I have data like the following:
data <- tibble(time = c(ymd_hms("2019-11-01 09:33:00"),
ymd_hms("2019-11-01 09:35:00"),
ymd_hms("2019-11-01 09:40:00"),
ymd_hms("2019-11-01 09:52:00")),
data = c(1250, 900, 4000, 9000))
data
## A tibble: 4 x 2
# time data
# <dttm> <dbl>
# 1 2019-11-01 09:33:00 1250
# 2 2019-11-01 09:35:00 900
# 3 2019-11-01 09:40:00 4000
# 4 2019-11-01 09:52:00 9000
I want the data
column to be resampled for every minute between the first and last observation, and I want the value of data
to become the next non NAN value divided by 1 + the number of nan values from the prior non-nan value to the next non-nan value (i.e. the value of data
is "spread" back minutely from its given sample point to the prior given sample point).

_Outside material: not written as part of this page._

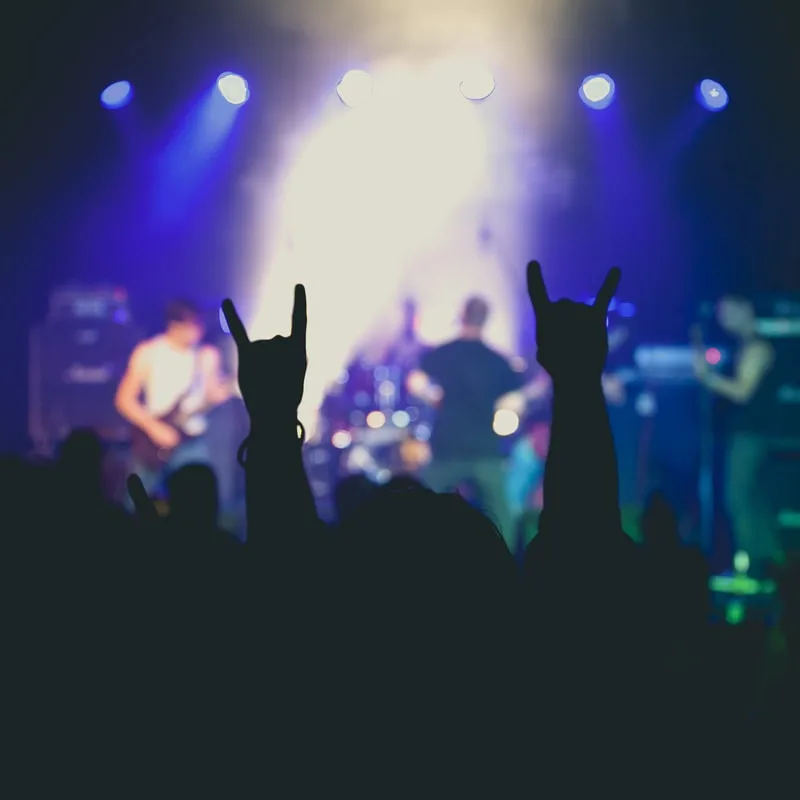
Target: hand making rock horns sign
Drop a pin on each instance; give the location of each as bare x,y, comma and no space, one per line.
571,338
272,371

In this case for instance, I would expect the following
> result
# A tibble: 20 x 2
time data
<dttm> <dbl>
1 2019-11-01 09:33:00 1250
2 2019-11-01 09:34:00 450
3 2019-11-01 09:35:00 450
4 2019-11-01 09:36:00 800
5 2019-11-01 09:37:00 800
6 2019-11-01 09:38:00 800
7 2019-11-01 09:39:00 800
8 2019-11-01 09:40:00 800
9 2019-11-01 09:41:00 750
10 2019-11-01 09:42:00 750
11 2019-11-01 09:43:00 750
12 2019-11-01 09:44:00 750
13 2019-11-01 09:45:00 750
14 2019-11-01 09:46:00 750
15 2019-11-01 09:47:00 750
16 2019-11-01 09:48:00 750
17 2019-11-01 09:49:00 750
18 2019-11-01 09:50:00 750
19 2019-11-01 09:51:00 750
20 2019-11-01 09:52:00 750
How can I do this?
I see in Zoo how to use na.locf
to do nearly what I want, but I don't see how to incorporate this "spreading" of the data instead of just filling with last value or doing linear interpolation.
I've also tried using xts
and merging two series (one of which is the irregular dates) with some custom logic but this is proving challenging for me.